Sentou-se numa mesa na varanda, que era mais fresco e podia-se olhar o mar. Comeu de entrada sopa de vôngoles, depois uma salada de pitus cor-de-rosa, com acelga, aipo, pimentão amarelo e creme de ricota. Deliciou-se com uma lula flambada em vinagrete com endívias frescas. Tomou do melhor vinho da casa. Por fim, a sobremesa. O chef antecipou-se ao cliente e trouxe o acepipe. “Cortesia da casa, para um cliente tão fiel” – disse Malabarr.

Arribanor sorriu. Nunca recusaria um doce, quanto mais um vindo de Monsier M. Pegou a colher e já na primeira garfada sentiu a primazia do sabor. Comeu-o em dois tempos, e refestelou-se do paladar.

Parabenizou o chef, que o convidou para uma volta pela orla. Já era noite. Em Alcora, o dia dormia cedo e por volta das seis hora, as estrelas mais lindas podiam ser vislumbradas.
Malabarr estava ansioso. Mas tentou manter a calma. Não falaria nada até estarem bem afastados de qualquer presença humana. Pelo caminho, Arribanor só falava nas delícias da cidade, paisagens, senhoritas e a culinária de Monsier.

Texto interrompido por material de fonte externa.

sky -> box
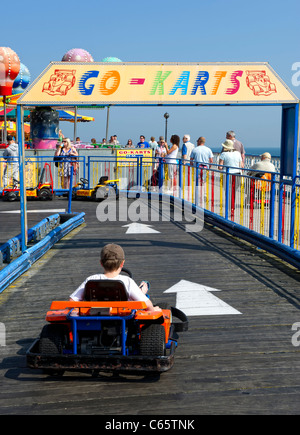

Quando já chegavam perto das pedras no fim da praia da Lua Clara, Malabarr parou. Pediu que o ex-pupilo parasse, e este obedeceu. Daí por diante, foi uma sucessão de desabafos, tão grandes, mas tão grandes, que não caberiam neste conto.

Falou sobre traição, frustação, decepção e fuga. Sobre os 8 mil quilômetros de estrada e da mais quilométrica agonia que sentia. Dicertou sobre Alcora e sua singularidade bucólica, sobre solidão e libertação. Até que falou na troca.

Sim, Malabarr decidiu trocar de lugar com Arribanor. Adorava sua vida de chefe, mas nada se comparava a sua vida de Mago. E como ninguém nunca tinha visto seu rosto, seria perfeito.
Trocaram as roupas, Arribanor colocou a máscara. Malabarr, que já tinha tudo planejado, lorgou seus bens mais preciosos embaixo da pontezinha que saía da cidade.

Instruiu o enfeitçado de que agora ele seria Monsier M., homem sem passado, chef do melhor dentre os melhores restarantes de todo o continente. Só tiraria a máscara quando não houvesse ninguém. Não lembraria mais de seu passado além da vida em Alcora.

E quando Arribanor, fantasiado, se foi, Malabarr pegou a estradinha. Tinha toda uma vida para recuperar, e oito mil km para retornar.